Both The Chef and I are looking forward to our next trip to Rockbridge Rainbow Trout and Game Ranch … and if you’re looking for a quick get-away, or even a great place for a family vacation, we highly recommend it.
So, just what did we do with the trout we brought home?
There are so many ways to prepare trout, but baking is a great way to bring out the flavors of this fish. One of my favorite ways to bake fish is “en papillote,” which is just a fancy way of saying “in parchment,” which refers to parchment paper used to enclose the fish like an envelope. Baking en papillote is one of the easiest (and usually healthiest) ways of cooking fish, and once you have the technique down, you can use it with any combination of fish and accoutrements you like.
Have you ever prepared fish en papillote?
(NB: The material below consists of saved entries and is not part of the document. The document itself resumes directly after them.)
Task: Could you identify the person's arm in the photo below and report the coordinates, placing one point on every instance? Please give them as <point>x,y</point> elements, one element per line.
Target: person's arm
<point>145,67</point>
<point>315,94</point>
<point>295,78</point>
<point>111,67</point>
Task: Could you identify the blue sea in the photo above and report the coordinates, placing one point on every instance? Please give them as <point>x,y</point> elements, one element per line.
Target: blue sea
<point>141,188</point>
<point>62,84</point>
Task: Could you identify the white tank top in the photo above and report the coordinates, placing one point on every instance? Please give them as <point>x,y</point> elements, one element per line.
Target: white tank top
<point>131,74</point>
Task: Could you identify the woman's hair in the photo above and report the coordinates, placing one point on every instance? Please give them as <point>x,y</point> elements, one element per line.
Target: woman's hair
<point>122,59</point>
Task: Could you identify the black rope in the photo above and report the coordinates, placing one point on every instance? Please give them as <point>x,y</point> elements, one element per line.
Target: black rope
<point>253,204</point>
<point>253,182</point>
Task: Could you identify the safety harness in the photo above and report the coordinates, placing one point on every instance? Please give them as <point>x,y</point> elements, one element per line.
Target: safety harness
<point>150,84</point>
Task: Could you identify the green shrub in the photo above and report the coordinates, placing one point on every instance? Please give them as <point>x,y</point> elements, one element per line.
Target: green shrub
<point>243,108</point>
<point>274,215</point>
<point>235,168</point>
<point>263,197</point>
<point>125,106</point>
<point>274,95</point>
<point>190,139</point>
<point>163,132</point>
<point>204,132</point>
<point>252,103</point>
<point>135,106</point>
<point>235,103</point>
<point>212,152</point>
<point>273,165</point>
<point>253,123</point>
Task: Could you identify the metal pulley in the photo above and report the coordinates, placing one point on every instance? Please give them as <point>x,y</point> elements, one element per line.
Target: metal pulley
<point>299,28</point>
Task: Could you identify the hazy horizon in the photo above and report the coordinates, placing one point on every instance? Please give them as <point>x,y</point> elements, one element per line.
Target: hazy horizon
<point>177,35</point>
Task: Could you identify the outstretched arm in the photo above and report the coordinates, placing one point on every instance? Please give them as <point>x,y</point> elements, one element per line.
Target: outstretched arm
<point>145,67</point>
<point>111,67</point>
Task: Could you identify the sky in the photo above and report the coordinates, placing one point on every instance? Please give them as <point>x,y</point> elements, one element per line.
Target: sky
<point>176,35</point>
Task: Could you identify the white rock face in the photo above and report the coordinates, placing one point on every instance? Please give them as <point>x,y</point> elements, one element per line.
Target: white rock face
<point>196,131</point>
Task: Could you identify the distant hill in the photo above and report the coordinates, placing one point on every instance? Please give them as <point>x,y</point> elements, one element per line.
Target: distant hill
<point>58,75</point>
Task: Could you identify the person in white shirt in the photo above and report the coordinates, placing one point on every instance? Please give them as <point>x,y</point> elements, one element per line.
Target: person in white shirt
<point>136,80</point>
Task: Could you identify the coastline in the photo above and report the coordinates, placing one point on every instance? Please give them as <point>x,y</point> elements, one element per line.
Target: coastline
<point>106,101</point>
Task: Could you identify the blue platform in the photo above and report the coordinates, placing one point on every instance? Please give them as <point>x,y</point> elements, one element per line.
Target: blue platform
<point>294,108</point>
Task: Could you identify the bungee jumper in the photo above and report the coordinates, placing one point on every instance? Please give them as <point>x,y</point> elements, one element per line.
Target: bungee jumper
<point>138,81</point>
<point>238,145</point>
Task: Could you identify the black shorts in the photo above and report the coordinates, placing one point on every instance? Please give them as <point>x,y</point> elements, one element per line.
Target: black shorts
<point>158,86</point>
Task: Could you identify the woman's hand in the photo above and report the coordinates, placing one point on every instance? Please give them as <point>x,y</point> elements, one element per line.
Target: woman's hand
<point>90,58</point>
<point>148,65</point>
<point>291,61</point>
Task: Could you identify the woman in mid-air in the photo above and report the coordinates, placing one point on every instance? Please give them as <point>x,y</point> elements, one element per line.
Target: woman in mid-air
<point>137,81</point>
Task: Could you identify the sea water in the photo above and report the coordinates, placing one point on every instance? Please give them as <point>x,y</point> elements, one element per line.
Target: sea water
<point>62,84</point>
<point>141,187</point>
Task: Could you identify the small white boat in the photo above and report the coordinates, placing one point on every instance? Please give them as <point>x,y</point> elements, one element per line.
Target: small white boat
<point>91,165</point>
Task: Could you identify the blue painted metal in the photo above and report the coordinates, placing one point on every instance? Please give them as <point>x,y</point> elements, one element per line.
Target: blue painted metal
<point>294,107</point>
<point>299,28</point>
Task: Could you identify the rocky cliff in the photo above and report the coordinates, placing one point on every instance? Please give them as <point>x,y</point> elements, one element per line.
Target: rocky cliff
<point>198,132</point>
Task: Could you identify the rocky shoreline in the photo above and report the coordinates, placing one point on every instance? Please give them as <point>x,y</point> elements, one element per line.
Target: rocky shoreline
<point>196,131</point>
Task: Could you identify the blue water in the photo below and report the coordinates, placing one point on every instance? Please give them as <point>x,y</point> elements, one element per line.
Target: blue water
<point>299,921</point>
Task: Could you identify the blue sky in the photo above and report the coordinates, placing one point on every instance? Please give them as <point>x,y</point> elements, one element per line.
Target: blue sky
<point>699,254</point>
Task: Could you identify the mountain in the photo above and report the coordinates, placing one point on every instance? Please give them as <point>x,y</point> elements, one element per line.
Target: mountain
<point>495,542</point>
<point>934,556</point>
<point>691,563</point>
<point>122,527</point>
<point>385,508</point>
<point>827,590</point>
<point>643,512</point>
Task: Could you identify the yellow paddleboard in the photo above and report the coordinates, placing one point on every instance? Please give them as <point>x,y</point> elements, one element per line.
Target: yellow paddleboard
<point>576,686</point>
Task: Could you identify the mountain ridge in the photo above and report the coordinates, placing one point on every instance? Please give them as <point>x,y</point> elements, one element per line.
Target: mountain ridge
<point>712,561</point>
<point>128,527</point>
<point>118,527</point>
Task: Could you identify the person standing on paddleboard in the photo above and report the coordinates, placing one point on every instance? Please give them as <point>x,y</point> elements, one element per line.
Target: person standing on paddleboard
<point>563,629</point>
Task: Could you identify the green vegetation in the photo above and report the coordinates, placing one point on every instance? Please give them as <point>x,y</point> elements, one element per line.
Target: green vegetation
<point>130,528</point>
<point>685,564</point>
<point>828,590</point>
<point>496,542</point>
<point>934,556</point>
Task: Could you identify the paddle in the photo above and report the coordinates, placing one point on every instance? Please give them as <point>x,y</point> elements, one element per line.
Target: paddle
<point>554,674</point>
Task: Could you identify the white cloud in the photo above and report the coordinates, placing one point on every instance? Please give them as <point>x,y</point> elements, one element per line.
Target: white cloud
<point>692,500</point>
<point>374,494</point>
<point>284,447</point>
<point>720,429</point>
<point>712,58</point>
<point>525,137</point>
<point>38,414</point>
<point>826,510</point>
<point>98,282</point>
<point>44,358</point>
If so, leave me a comment and let me know what you made. If not, I encourage you to give my recipe for trout en papillote a try!
Trout En Papillote
- 1 lemon, cut into 12 thin slices
- 1 small onion, thinly sliced
- 4 cloves garlic, thinly sliced
- 4 rainbow_trout fillets (about 6 ounces each)
- 1 teaspoon salt
- 1 teaspoon pepper
- 1 stick butter, sliced into 8 slices
- 4 bay leaves, dried
1. Preheat oven to 400°.
2. Cut a 16 x 14 inch piece of parchment paper for each trout filet. Fold each sheet of parchment paper in half lengthwise, then cut out a heart-shaped piece from each sheet. Open the parchment “hearts” and lay flat.
3. Lay three lemon slices to one side of each piece of parchment paper, then evenly top each with onion and garlic slices.
4. Lay one trout fillet, skin side down, over each of the lemon/onion/garlic stacks.
5. Sprinkle trout fillets evenly with salt and pepper.
6. Top each trout fillet with 2 butter slices and one bay leaf.
7. Fold the empty side of the parchment paper over the trout. Starting at the top of the heart (ie, not the pointed end), make a series of tiny folds all the way around, then tuck the last fold under the pouch to seal completely.
8. Place the parchment packets on a cookie sheet or baking pan, and bake for 15 minutes (note: paper will brown slightly).
9. Remove parchment packets from oven and place on plates. Carefully cut opening into top of parchment, allowing steam to escape.
10. Remove bay leaves, serve, and enjoy.
Notes: Parchment paper is readily available at most major grocery stores, but if you can’t find it, aluminum foil may be used instead.